The decomposition, phase transition, melting point, and weight loss of the grown crystal were determined by thermogravimetric analysis (TGA). The thermogram of NSH and KMNSH was recorded between 50°C and 400°C, using Perkin Elmer TGA\DTA instrument at a heating rate of 10°C/min in the nitrogen atmosphere. Thermogravimetric analysis (TGA) and differential thermal analysis (DTA) of the crystal were carried out to understand the thermal stability of the crystal because it is an important factor for crystals that are to be used as Ultraviolet light filter.

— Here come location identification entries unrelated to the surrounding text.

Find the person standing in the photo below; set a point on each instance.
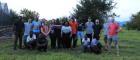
(18, 30)
(114, 28)
(57, 31)
(80, 32)
(97, 29)
(36, 26)
(89, 28)
(27, 30)
(73, 24)
(105, 31)
(66, 33)
(52, 34)
(42, 42)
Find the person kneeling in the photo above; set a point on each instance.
(86, 44)
(31, 40)
(96, 46)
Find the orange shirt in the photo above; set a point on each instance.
(74, 26)
(113, 28)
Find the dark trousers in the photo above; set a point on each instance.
(53, 40)
(89, 36)
(59, 41)
(66, 42)
(18, 38)
(96, 36)
(74, 40)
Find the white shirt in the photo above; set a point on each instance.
(31, 38)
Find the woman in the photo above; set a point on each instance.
(42, 42)
(66, 33)
(52, 34)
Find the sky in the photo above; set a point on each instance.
(50, 9)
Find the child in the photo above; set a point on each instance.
(96, 46)
(86, 43)
(31, 40)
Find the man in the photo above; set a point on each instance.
(89, 28)
(57, 31)
(113, 35)
(27, 30)
(74, 26)
(36, 26)
(97, 29)
(18, 29)
(80, 32)
(52, 34)
(105, 30)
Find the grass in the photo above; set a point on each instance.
(129, 50)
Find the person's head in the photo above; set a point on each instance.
(36, 18)
(97, 21)
(113, 20)
(53, 20)
(89, 19)
(86, 37)
(66, 23)
(29, 20)
(44, 21)
(31, 33)
(20, 18)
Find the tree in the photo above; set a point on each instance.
(135, 22)
(13, 17)
(28, 14)
(95, 9)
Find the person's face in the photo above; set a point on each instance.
(66, 23)
(29, 20)
(113, 20)
(89, 20)
(97, 21)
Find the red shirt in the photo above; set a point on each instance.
(74, 26)
(113, 28)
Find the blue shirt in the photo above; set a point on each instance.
(36, 26)
(89, 27)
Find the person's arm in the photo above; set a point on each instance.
(43, 31)
(48, 31)
(14, 27)
(61, 31)
(118, 28)
(70, 31)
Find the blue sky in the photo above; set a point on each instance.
(57, 8)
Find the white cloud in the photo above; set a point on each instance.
(57, 8)
(47, 8)
(125, 8)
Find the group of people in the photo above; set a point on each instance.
(66, 34)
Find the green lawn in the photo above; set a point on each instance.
(129, 50)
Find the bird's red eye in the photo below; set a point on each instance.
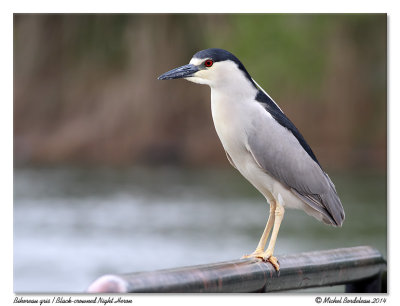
(208, 63)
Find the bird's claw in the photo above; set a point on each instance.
(266, 257)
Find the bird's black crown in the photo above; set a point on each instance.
(220, 55)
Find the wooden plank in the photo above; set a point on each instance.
(297, 271)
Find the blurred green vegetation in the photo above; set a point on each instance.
(85, 88)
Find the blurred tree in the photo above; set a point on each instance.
(85, 88)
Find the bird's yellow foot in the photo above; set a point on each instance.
(265, 256)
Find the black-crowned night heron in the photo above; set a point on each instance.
(262, 144)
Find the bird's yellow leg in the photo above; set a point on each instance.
(258, 253)
(267, 256)
(277, 212)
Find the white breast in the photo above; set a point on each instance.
(233, 116)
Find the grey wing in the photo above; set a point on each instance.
(282, 156)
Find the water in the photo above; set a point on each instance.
(73, 225)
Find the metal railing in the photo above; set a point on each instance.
(359, 268)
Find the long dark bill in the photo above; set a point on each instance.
(180, 72)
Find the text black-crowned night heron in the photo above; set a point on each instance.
(262, 144)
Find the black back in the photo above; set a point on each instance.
(218, 55)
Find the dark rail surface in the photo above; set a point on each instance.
(360, 268)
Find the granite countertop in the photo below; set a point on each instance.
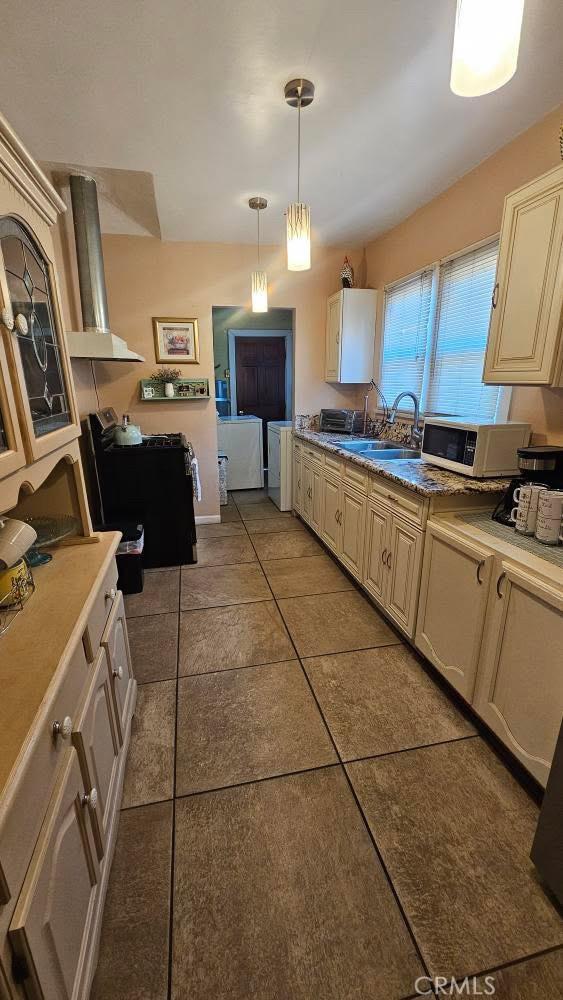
(420, 477)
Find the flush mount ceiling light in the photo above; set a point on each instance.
(299, 94)
(259, 278)
(486, 42)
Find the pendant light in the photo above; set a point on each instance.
(486, 42)
(259, 278)
(299, 94)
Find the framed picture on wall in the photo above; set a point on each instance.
(176, 340)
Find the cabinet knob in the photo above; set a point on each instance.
(63, 729)
(90, 800)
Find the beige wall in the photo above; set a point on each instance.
(465, 213)
(146, 277)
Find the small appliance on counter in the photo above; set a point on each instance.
(537, 464)
(478, 448)
(342, 421)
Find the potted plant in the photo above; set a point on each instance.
(167, 376)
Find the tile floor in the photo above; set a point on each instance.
(306, 814)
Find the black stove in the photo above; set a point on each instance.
(148, 483)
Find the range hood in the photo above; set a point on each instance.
(95, 342)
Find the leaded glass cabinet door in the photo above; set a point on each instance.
(36, 340)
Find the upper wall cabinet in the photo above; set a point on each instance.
(525, 345)
(350, 335)
(38, 412)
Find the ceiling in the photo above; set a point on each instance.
(191, 91)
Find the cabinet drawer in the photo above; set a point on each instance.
(409, 505)
(100, 612)
(52, 918)
(29, 795)
(97, 743)
(116, 645)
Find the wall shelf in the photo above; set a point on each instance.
(152, 390)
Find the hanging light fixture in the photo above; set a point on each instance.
(486, 42)
(259, 278)
(299, 94)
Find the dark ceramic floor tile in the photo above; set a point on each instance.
(160, 594)
(308, 575)
(279, 894)
(224, 551)
(261, 510)
(286, 545)
(238, 636)
(241, 725)
(334, 623)
(215, 586)
(379, 700)
(154, 647)
(537, 979)
(149, 775)
(228, 530)
(455, 829)
(133, 961)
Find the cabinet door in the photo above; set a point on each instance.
(524, 334)
(453, 601)
(377, 550)
(333, 333)
(520, 684)
(404, 562)
(51, 922)
(97, 744)
(297, 483)
(331, 531)
(36, 346)
(116, 643)
(353, 529)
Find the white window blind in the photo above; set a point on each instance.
(405, 333)
(462, 323)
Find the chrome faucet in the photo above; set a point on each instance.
(416, 433)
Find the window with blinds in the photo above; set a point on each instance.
(462, 323)
(435, 334)
(405, 334)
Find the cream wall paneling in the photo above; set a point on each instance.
(525, 344)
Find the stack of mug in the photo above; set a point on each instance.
(539, 512)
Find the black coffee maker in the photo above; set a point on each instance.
(540, 463)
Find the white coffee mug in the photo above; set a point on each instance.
(550, 513)
(525, 514)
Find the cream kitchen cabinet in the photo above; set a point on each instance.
(350, 335)
(454, 588)
(519, 691)
(525, 344)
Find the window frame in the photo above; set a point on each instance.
(505, 391)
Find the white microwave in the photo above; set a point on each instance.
(477, 448)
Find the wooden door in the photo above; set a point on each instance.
(524, 336)
(404, 561)
(456, 575)
(116, 644)
(332, 339)
(297, 480)
(260, 372)
(331, 531)
(353, 528)
(377, 550)
(520, 683)
(51, 922)
(97, 743)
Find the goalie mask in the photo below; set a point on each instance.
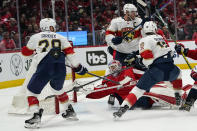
(129, 8)
(114, 66)
(48, 24)
(149, 27)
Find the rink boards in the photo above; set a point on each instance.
(14, 66)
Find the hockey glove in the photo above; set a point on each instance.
(130, 59)
(194, 75)
(117, 40)
(180, 48)
(80, 70)
(145, 19)
(139, 65)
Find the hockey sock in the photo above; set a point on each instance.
(192, 95)
(33, 103)
(63, 98)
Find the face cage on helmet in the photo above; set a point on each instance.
(114, 68)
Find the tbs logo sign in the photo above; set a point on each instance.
(96, 58)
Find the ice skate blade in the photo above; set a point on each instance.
(32, 126)
(116, 118)
(72, 119)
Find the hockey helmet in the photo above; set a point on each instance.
(47, 23)
(114, 66)
(129, 8)
(149, 27)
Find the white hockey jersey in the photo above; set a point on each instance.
(118, 27)
(152, 47)
(43, 42)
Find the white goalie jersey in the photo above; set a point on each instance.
(120, 27)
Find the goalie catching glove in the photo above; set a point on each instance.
(181, 48)
(80, 70)
(134, 61)
(117, 40)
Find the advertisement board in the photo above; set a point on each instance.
(77, 37)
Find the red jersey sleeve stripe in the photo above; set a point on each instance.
(147, 54)
(26, 51)
(68, 50)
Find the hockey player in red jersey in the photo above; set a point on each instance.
(49, 50)
(160, 92)
(127, 81)
(156, 56)
(192, 96)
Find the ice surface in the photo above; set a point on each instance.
(95, 115)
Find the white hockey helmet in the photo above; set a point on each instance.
(46, 23)
(129, 8)
(114, 66)
(149, 27)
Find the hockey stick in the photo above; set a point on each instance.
(108, 88)
(76, 88)
(99, 76)
(173, 37)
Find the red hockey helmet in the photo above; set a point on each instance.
(114, 66)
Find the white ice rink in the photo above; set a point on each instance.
(94, 115)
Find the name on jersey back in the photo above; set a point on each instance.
(48, 35)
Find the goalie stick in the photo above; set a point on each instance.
(173, 37)
(154, 14)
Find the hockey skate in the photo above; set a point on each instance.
(187, 106)
(178, 99)
(35, 121)
(70, 114)
(121, 111)
(111, 100)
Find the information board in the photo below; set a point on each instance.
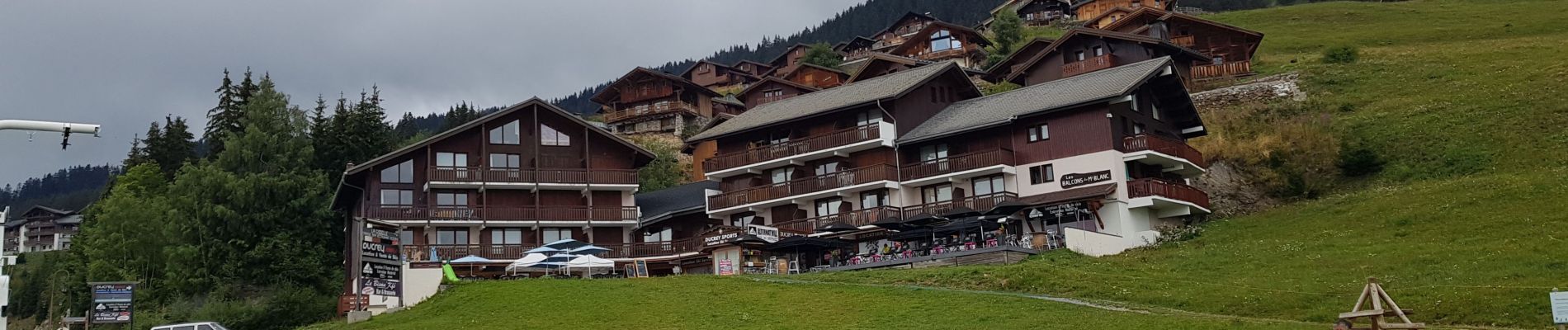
(111, 302)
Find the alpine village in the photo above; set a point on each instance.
(1015, 165)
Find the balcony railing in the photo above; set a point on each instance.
(838, 138)
(977, 202)
(501, 213)
(958, 163)
(646, 110)
(803, 186)
(1219, 71)
(1089, 64)
(1170, 190)
(1167, 146)
(857, 218)
(533, 176)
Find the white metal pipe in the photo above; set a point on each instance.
(35, 125)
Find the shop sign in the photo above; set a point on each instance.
(766, 233)
(1074, 180)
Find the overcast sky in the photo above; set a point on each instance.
(125, 64)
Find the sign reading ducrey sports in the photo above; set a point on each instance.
(1074, 180)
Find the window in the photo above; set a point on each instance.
(1041, 174)
(827, 207)
(940, 193)
(404, 172)
(397, 197)
(452, 199)
(871, 116)
(944, 41)
(555, 233)
(829, 167)
(874, 199)
(452, 160)
(507, 237)
(507, 134)
(780, 176)
(1038, 134)
(550, 136)
(988, 185)
(452, 237)
(505, 162)
(933, 152)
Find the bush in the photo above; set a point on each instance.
(1339, 55)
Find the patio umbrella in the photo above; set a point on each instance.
(960, 211)
(1007, 209)
(543, 251)
(588, 251)
(838, 227)
(566, 244)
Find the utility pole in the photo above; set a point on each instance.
(59, 127)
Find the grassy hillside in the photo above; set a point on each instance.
(733, 302)
(1465, 102)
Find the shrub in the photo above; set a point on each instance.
(1339, 55)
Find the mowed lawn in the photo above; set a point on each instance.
(737, 302)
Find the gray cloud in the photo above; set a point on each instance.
(129, 63)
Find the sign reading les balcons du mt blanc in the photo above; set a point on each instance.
(1074, 180)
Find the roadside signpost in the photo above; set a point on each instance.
(111, 302)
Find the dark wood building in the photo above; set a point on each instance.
(648, 101)
(501, 185)
(1082, 50)
(1230, 49)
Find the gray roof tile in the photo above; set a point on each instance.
(825, 101)
(1001, 108)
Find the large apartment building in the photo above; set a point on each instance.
(517, 177)
(1098, 158)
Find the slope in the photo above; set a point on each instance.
(1465, 102)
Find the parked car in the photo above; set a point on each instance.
(191, 326)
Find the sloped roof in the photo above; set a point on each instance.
(852, 94)
(1103, 33)
(1057, 94)
(673, 200)
(475, 122)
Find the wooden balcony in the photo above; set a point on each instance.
(1089, 64)
(857, 218)
(1160, 144)
(825, 182)
(770, 152)
(533, 176)
(649, 110)
(1222, 71)
(977, 202)
(1169, 190)
(499, 213)
(958, 163)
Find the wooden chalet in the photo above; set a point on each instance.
(1099, 13)
(648, 101)
(772, 90)
(1082, 50)
(41, 229)
(501, 185)
(941, 41)
(1230, 49)
(717, 77)
(1034, 13)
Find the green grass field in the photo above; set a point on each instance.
(1468, 224)
(736, 302)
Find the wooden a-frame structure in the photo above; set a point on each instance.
(1381, 305)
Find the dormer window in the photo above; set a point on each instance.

The thermogram of the NSH and KMNSH indicates a major weight loss at temperatures 76°C and 94°C as shown in Figures 5(a) and 5(b), respectively. It may be due to the expulsion of physically adsorbed water molecules. The grown potassium magnesium nickel sulphate hexahydrate crystals have higher thermal stability up to 94°C and hence are used in missile approach warning systems and as sensors in spaceships. The dehydration temperature of the potassium magnesium nickel sulphate hexahydrate (KMNSH) is more than pure nickel sulphate hexahydrate by 18°C. Youping He et al. [16] have also observed dehydration temperature of potassium nickel sulphate hexahydrate (KNSH) crystal to be higher than that of nickel sulphate hexahydrate (NSH) by 24°C. DTA curves of both pure NSH and KMNSH crystal show an endothermic dip at 107°C and 136°C, respectively. This endothermic dip represents the decomposition of crystals.

fig5
Figure 5: (a) TGA/DTA analysis of NSH crystal and (b) TGA/DTA analysis of KMNSH crystal.

4. Conclusion

Good quality single crystals of NSH and KMNSH have been grown by slow evaporation solution growth technique. The crystalline nature of the grown crystals was verified by powder X-ray diffraction analysis. The crystal system of NSH and KMNSH is tetragonal and monoclinic, respectively. The FTIR analysis confirmed the presence of water molecules and sulphate. The UV-Visible absorption spectra of the NSH and KMNSH crystals show lower cutoff wavelength around 226 nm and 228 nm, respectively. Thermogravimetric analysis reveals that both grown crystals remain thermally stable up to 76°C and 94°C, respectively. From TGA studies, it is confirmed that there are six water molecules of crystallization. Hence, the grown KMNSH crystal is a potential material for Ultraviolet light filter.

Conflict of Interests

The authors declare that there is no conflict of interests regarding the publication of this paper.